Toto, we're not in Kansas anymore!

Ah, New York City! The hustle, the bustle, the grit and the grime...but the people are really friendly (and helpful to goobs bewildered in the subway), and there’s something almost magical about all that energy. From the skyline,






















...to the highline (a cool urban garden thriving in old, abandoned elevated train tracks).




























And of course seeing Jim was a breath of fresh air on the sabbatical. Here we are in Central Park...
















We went most of the expected tourist places, like Chinatown...

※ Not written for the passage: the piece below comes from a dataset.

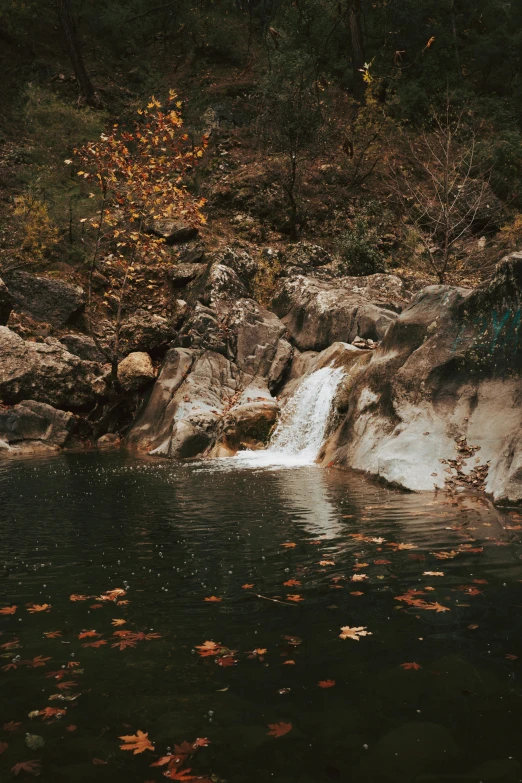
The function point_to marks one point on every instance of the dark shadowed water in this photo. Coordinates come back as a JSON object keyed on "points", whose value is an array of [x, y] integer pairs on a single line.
{"points": [[171, 536]]}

And the Statue of Liberty...




















And I was privileged to stand in the Great Hall of Ellis Island, the gateway my grandparents came through when they arrived in the U.S., about 100 years ago. It was moving to be there and strange to be just 2 generations removed from a couple of illiterate Russian peasants who’d just left everything familiar (perhaps so that their granddaughter could stand in that hall as a well educated, middle class American woman). Ellis Island was where the Romantum name was invented, by the way. Since Grandpa couldn’t spell his name, I guess it made no difference to him how the immigration clerk wrote it down.
























We went to All Souls (yes, another one), which really was as staid as it looked.





















And we saw the NYC Ballet at Lincoln Center (which turned into a $20 nap for Jim).

















Some of the best parts were the cheapest. We went to a Moth Story Slam (and if you don’t know the Moth Podcast, find it NOW) and heard some great music in the subway. Here’s a guy with a really cool homemade dobro!



















And of course, they don’t charge for looking at the sights! (Picture me gaping open mouthed, with a Gomer Pyle-esque “goll-y”–– that was my NYC default mode.)